NASA’s OSIRIS-REx Spacecraft Adjusts Speed In Hot Pursuit Of Dangerous Asteroid Bennu

Goddard Space Flight Center Conceptual Image LabNASA

Asteroid Bennu is a 1,640-foot-wide (500 meters) space rock that could end up on a collision course with Earth sometime in the next century.

Hurtling through space at incredible speeds, the asteroid is currently at a safe distance from our planet and lies some 54 million miles away. But come 2135, asteroid Bennu has a one in 2,700 chance of becoming a threat and smashing into Earth.

Not to worry though, NASA is on the move and, as previously reported by the Inquisitr, has already planned to nuke the asteroid on that fatidic date.

However, before breaking out the nukes, the space agency wants to study the asteroid first and even snag some rock samples for future analyses.

Enter the OSIRIS-REx spacecraft, short for Origins, Spectral Interpretation, Resource Identification, Security, Regolith Explorer. Launched on September 8, 2016, the space probe was sent out to chase Bennu and is expected to reach the asteroid later this year, on December 3.

The OSIRIS-REx Mission

The spacecraft’s mission is to orbit Bennu and gather as much data as possible from above the space rock, notes Space. Once this part of the job is over, OSIRIS-REx will be swooping in on the asteroid’s surface in July, 2020, to collect physical samples from the 87-million-ton space rock.
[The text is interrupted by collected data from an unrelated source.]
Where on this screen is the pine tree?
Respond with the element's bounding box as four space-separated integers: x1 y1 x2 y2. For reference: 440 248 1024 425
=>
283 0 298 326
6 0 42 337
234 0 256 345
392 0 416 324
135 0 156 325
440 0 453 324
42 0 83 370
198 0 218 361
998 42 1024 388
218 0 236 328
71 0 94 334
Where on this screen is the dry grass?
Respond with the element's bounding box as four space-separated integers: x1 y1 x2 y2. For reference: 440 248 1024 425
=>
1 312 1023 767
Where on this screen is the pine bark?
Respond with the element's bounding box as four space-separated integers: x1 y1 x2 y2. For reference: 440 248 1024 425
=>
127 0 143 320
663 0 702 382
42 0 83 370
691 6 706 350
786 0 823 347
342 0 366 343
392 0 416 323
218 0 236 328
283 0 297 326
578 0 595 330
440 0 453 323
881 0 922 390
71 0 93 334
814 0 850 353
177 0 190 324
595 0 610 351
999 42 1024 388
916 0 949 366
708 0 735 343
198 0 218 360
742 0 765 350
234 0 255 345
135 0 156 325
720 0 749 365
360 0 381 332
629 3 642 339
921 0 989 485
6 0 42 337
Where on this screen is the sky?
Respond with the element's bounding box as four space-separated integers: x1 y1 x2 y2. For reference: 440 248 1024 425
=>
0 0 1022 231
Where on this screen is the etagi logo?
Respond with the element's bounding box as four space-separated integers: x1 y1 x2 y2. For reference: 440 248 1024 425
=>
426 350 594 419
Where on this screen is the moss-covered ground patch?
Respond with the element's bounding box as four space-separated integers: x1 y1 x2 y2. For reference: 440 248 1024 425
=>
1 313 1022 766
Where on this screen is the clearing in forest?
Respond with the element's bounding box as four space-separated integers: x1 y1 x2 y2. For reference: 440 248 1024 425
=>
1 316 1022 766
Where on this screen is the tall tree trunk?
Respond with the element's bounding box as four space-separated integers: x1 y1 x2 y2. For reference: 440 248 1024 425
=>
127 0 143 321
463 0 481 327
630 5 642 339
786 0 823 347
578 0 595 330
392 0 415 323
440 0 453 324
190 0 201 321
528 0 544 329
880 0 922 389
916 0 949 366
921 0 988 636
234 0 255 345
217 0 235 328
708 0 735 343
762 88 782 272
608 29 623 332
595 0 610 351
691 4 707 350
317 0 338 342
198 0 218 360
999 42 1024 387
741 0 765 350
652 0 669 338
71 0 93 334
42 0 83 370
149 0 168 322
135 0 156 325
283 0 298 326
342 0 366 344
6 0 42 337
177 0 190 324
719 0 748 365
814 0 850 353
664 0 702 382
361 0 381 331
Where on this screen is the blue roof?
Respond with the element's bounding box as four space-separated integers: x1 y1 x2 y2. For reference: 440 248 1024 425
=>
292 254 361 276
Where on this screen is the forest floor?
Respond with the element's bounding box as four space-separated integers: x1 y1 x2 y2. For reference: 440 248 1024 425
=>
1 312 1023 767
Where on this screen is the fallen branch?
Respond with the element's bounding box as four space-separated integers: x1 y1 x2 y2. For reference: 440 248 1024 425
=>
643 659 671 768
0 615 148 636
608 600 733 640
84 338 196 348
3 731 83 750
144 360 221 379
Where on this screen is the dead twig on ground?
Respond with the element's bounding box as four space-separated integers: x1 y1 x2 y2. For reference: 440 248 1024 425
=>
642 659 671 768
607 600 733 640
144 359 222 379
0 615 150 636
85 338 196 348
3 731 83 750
The asteroid samples are to be packed in a special capsule and returned to Earth in September, 2023. Once this happens, scientists will be able to learn more about this potentially dangerous asteroid.

But we still have a long ways to go until that time, and the main concern that OSIRIS-REx has right now is first getting to Bennu.

To that effect, the spacecraft has recently performed an engine burn maneuver, firing its main thruster to adjust its speed by 37 mph (60 km/h), NASA announced at the beginning of the week.

Conducted on June 28, the procedure is the second Deep Space Maneuver (DSM-2) successfully pulled off by the OSIRIS-REx since the spacecraft started its journey toward asteroid Bennu, notes the space agency.

Four More To Go

The first big engine burn executed by the OSIRIS-REx came three months after launch, in December, 2016. Between then and now, the spacecraft performed a number of small thruster firings last September, when the OSIRIS-REx did a flyby of Earth in preparation for a gravity assist maneuver.

While the DSM-2 cost the space probe about 28.2 pounds (12.8 kilograms) of fuel, the procedure is a necessary step that sets the stage for another type of maneuver designed to facilitate its approach to Bennu, stated NASA officials.

“The thruster burn put the spacecraft on course for a series of asteroid-approach maneuvers to be executed this fall that will culminate with the spacecraft’s scheduled arrival at asteroid Bennu on December 3.”

There will be four asteroid-approach maneuvers in total, and are scheduled to take place this fall, with the first one slated for early October. Called Asteroid Approach Maneuver 1 (AAM-1), the procedure will help OSIRIS-REx reduce its speed relative to Bennu from 1,130 mph to 320 mph (1,820 to 515 km/h).